Eventually the horn sounds, Roman walks back to the corner, and I climb the steps.

“He’s rattled,” I tell him. “He’s going to try to wrestle because he knows he can’t strike with you now. When he shoots, you sprawl and take his back. You get there, it’s over. You understand?”

“I got it, Coach.” His voice is steady.

The ten-second warning comes and I step back through the cage door. Roman stands and I grip the chain-link, leaning close.

“This is yours,” I tell him. “Everything you’ve worked for. Go take it.”

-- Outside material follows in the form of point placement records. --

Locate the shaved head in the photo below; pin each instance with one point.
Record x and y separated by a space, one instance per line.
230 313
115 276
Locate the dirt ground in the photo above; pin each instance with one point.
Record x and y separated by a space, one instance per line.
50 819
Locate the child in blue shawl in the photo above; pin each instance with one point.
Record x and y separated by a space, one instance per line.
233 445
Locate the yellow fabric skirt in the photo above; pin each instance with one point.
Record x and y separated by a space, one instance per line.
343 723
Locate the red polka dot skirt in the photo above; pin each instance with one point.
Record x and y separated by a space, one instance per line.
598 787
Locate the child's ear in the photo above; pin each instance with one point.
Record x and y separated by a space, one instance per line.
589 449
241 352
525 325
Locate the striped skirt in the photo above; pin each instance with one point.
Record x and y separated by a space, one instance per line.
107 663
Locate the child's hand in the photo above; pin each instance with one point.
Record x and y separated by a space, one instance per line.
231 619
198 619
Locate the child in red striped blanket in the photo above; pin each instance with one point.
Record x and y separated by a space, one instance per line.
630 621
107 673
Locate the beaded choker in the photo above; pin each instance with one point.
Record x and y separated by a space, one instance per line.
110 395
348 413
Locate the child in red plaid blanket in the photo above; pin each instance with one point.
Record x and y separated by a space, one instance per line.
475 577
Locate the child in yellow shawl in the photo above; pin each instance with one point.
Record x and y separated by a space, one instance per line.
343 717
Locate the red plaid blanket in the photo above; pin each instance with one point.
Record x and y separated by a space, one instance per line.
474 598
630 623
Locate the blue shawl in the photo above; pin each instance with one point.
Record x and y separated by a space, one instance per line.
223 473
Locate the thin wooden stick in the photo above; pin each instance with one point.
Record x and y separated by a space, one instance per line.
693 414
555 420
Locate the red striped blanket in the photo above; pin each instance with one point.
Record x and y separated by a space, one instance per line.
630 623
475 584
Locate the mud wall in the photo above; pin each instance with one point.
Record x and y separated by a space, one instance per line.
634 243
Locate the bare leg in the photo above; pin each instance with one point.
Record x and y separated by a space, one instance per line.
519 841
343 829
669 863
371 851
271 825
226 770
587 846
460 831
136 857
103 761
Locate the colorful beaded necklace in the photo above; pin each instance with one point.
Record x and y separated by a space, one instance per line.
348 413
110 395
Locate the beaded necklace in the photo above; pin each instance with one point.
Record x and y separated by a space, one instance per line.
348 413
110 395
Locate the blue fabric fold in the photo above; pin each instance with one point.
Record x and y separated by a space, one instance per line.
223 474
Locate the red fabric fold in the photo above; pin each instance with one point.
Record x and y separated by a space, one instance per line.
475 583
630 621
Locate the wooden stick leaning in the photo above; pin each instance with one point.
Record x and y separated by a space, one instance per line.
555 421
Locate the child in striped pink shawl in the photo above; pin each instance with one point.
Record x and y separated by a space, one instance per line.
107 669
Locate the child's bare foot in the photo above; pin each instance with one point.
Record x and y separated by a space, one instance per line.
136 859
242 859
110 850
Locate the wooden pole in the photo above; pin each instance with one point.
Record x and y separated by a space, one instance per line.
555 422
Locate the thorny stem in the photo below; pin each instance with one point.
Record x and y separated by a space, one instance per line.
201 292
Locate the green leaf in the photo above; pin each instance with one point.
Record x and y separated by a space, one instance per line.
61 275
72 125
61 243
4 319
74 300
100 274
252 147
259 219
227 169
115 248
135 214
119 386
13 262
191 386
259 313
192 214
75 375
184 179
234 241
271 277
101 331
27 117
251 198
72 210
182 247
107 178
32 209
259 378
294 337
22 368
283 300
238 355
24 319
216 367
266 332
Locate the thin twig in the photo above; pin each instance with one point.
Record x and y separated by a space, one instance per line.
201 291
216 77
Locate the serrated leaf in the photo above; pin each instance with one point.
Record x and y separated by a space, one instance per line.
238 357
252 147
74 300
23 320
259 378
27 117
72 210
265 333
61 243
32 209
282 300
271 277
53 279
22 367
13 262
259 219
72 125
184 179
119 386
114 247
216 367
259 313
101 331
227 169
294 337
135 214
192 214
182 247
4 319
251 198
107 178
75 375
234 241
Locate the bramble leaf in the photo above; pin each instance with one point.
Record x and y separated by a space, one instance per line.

The bell rings for round two and Herrera changes levels immediately, shooting a desperate double-leg within the first fifteen seconds. Roman sprawls hard, hips back, weight down, and as Herrera tries to drive forward Roman spins off to the side and takes his back in one fluid motion.

Roman has both hooks in, heels locked to Herrera’s hips, and his arm is snaking around the champion’s neck looking for the choke. Herrera defends, hand-fighting, chin tucked, trying to create space, but Roman is patient.

Herrera makes a mistake, explodes up too hard trying to shake Roman off, and in that moment of overextension Roman sinks the rear-naked choke deep under the chin. His forearm across the throat, other hand gripping his own bicep, squeezing with everything he has.

Herrera’s hand slaps the canvas once. Twice. Three times. The sign of submission.

The referee jumps in waving his arms and the arena detonates into noise. I’m climbing through the cage door before my brain fully processes what just happened, and then Roman is sprinting toward me with his mouthguard hanging half outand his eyes wild and I catch him, wrap my arms around him, hold on while he screams something into my shoulder that gets swallowed by twenty thousand people losing their minds.

“You did it,” I scream. “You fucking did it, kid.”

He pulls back and his face is split wide open with the kind of grin that makes him look about twelve years old, all the cool composure gone now, replaced by pure unfiltered joy.

The announcer’s voice cuts through somehow, that boom designed to fill arenas: “Ladies and gentlemen, your winner by submission at fifty-seven seconds of round two, rear-naked choke... ROMAN... KINCAID!”

The noise somehow gets even louder, and Roman throws both fists in the air and the crowd roars back at him. They hand him a microphone and he says something about his team, the hard work, about this being just the beginning, and I step back toward the cage wall to give him the room he’s earned.

My phone is buzzing in my pocket, the vibrations coming so fast and continuous that it has to be all four of my brothers losing their collective minds at once, but I ignore it.

I just stand here with my back against the chain-link and watch Roman soak in every second of this, the cameras flashing and the crowd chanting his name and reporters shouting questions and his whole life changing in real time right in front of me.

This is everything I’ve worked for. Every late night reviewing tape until my eyes burned and my coffee went cold. Every year I spent rebuilding my reputation brick by fucking brick while the rest of the combat sports world forgot I existed.

All of it led here. To this cage, this moment, and this kid with his arms raised and twenty thousand people screaming his name. This is his night. His win. His moment.